The researchers used the zebrafish to study whether the tumor cells could communicate with stem cells and affect their early development. They showed that the aggressive melanoma cells secrete the protein nodal that underlies the two-way communication between tumor cells and the embryonic microenvironment.
Nodal is an embryonic factor, or morphogen, responsible for maintaining the pluripotency of human embryonic stem cells. When aggressive melanoma and other tumor cells (recent findings also report nodal expression in breast cancer and testicular cancer) regain the ability to express a potent embryonic morphogen like nodal, its presence and the signals it sends and receives appear to play a key role in tumor cell plasticity and progression.

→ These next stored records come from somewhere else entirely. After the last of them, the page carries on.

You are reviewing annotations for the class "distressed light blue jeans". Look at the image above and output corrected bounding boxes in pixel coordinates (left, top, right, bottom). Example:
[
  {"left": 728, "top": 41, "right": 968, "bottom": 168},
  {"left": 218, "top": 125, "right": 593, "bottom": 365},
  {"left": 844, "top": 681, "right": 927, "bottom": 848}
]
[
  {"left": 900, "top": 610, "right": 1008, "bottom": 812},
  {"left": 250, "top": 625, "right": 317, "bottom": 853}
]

The team also showed that inhibition of nodal signaling leads to a reduction in melanoma cell invasiveness and ability to create new tumors. In fact, with inhibition, the metastatic melanoma cells are reverted to a more benign skin cell without the ability to form tumors.
Findings from the zebrafish study were further confirmed in a human embryonic stem cell model and a chick embryo model.
The results were presented at the American Association of Anatomists’ plenary lecture and symposium, at “Experimental Biology 2007” in Washington, D.C.